For whatever reason, I never watched Annie Hall. And for whatever other reason, unlike a lot of my peers, Woody Allen is not even remotely on my radar of film legends. I never watched his movies, and his big black frames and goofy demeanor never convinced me of any overlooked eccentric genius I cared to know. His catalogue of films is extensive spanning 71 credits on IMDB, but somehow I've only seen Midnight in Paris and that was made in 2011! So as an individual, it is quite simple for me to separate the art from it's creator. For me, there is no art or fond coming of age nostalgia to equalize or justify the behavior of it's "troubled" maker.
It seems that Allen has been able to escape the public's eye relatively unscathed the past few decades. He's evaded being marked an outright child molester probably because his case never went to trial. Apparently, Mia Farrow did not want her child to have to endure going through a trial. In this universe, he's basically just skated by with pedophilia question mark whenever a photo of him and his other child- the Asian child bride- appear in any press photo.
Ignorance is bliss. And it's definitely bliss for anyone who would rather not make a hard decision to reevaluate what they support or what they find to be true. And while there are plenty of fucked up people in this world making decisions for everyone else, influencing lives, playing a part, and in this case, accepting both fame and recognition for a lifetime achievement award, as media consumers I find it almost an obligation to be able to dismantle a celebrity. I find it almost a moral obligation to be able to wake up from a Hollywood or media induced haze of consciousness as much as I love watching movies or looking at art.
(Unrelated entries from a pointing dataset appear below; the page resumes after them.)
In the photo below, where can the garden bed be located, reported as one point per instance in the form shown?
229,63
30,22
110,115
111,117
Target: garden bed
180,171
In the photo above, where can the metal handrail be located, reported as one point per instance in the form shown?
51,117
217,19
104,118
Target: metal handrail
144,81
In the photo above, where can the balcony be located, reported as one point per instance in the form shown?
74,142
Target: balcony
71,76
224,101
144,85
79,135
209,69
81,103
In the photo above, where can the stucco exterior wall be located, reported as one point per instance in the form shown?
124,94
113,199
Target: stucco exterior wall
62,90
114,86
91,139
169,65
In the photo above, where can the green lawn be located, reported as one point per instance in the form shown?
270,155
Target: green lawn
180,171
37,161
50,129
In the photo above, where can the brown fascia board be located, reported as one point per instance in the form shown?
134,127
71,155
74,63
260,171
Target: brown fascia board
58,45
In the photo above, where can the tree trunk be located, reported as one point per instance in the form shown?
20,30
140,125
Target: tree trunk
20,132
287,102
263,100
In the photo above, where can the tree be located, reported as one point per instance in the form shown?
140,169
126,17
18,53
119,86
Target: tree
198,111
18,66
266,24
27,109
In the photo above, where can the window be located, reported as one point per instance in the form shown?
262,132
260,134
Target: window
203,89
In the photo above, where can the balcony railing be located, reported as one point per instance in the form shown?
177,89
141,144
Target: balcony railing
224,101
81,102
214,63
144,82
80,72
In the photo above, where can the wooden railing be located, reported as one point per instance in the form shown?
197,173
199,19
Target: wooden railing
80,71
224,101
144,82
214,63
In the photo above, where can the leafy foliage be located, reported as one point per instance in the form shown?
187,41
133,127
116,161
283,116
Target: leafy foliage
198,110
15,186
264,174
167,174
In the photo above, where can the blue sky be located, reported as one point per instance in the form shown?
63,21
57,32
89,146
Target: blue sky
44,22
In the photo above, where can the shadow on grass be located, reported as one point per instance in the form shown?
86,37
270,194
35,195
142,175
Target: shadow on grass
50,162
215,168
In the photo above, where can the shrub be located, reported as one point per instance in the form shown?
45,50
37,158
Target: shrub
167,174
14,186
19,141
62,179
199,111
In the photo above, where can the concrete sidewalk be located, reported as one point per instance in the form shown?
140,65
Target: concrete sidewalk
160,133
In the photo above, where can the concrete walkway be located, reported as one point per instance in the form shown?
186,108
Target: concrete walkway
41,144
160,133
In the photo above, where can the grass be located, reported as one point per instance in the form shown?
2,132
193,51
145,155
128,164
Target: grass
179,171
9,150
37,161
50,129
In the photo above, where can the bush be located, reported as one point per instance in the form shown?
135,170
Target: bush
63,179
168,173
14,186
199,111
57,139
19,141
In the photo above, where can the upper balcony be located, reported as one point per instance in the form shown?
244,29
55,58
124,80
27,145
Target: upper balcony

Let's just say if one day someone came up to me and said "Hey, Jilleen, you really need to check out this film! It's been described as both"seminal" and "masterful", peppered in with wit and intellectual references that will compel the inner rom-com fanatic that you are! Look- it's the original, unconventional, New York, rom-com, Jilleen!" I'd say " What's the catch?" And they'd say "Alleged child molestor."
"No thanks. Not for me." As much as I'd like to experience the cinematic attempt of truth at unmasking the complications of relationships, love, and life, I have absolutely no desire to strike a common chord with someone who despite being able to capture something so generationally spell binding, still resorted to molesting a child.